Senior executives see Web 2.0 as a tool to increase revenues but they could be held back by a lack of know-how within their firms, according to a new study.
A report, entitled Serious Business: Web 2.0 Goes Corporate, was conducted by the Economist Intelligence Unit (EIU) and sponsored by enterprise search business Fast. The survey asked 406 senior executives for their views on Web 2.0 - a term applied to the perceived transition of the World Wide Web to a platform for online software applications populated by user generated content rather than just a collection of websites.
The vast majority - 79 per cent of respondents - said they saw potential in the likes of blogs and social networks to boost company revenues and reduce costs.
In spite of this desire to cash in, many businesses cited a lack of understanding of the technology as a barrier to using it. Over a quarter of respondents said their IT departments lacked the competence level to implement Web 2.0 applications effectively.
A third of executives questioned said a lack of resources to implement these new functions represented a major obstacle to their business. "It's a matter of freeing up or hiring new [programming] resources.

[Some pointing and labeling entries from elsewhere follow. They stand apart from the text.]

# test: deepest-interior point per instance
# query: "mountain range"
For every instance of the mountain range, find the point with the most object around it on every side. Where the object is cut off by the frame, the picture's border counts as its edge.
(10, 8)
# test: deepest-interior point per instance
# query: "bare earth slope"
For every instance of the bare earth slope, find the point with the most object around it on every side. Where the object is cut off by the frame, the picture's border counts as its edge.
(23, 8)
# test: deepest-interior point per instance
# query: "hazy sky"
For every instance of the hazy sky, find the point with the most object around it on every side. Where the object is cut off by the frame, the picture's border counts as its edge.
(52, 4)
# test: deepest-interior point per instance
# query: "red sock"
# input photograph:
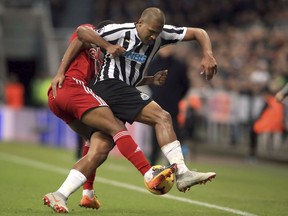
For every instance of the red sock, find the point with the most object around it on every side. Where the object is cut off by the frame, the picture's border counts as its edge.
(88, 185)
(131, 151)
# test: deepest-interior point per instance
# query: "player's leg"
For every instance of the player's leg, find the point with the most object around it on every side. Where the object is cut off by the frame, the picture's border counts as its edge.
(155, 116)
(107, 123)
(89, 198)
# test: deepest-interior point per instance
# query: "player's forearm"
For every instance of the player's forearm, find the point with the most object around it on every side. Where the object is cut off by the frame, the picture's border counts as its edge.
(202, 37)
(147, 80)
(88, 35)
(72, 51)
(284, 90)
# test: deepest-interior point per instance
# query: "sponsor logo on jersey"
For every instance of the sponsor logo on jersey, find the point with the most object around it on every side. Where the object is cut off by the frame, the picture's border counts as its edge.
(144, 96)
(93, 53)
(133, 56)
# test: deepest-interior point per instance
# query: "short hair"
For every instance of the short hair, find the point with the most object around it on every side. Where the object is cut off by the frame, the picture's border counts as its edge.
(104, 23)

There are too many projects to complete and not enough resources, I can't find enough people," Stephen Baker, chief executive of search at Reed Business, told the EIU.
While there may be barriers to embracing Web 2.0 the study found that businesses expect it to play a key role in how they communicate, both internally and externally.
The report found that 68 per cent of executives considered it to be the single biggest factor changing the way their company interacts with customers while 49 per cent said it would be the biggest factor affecting how employees interact with each other and the business.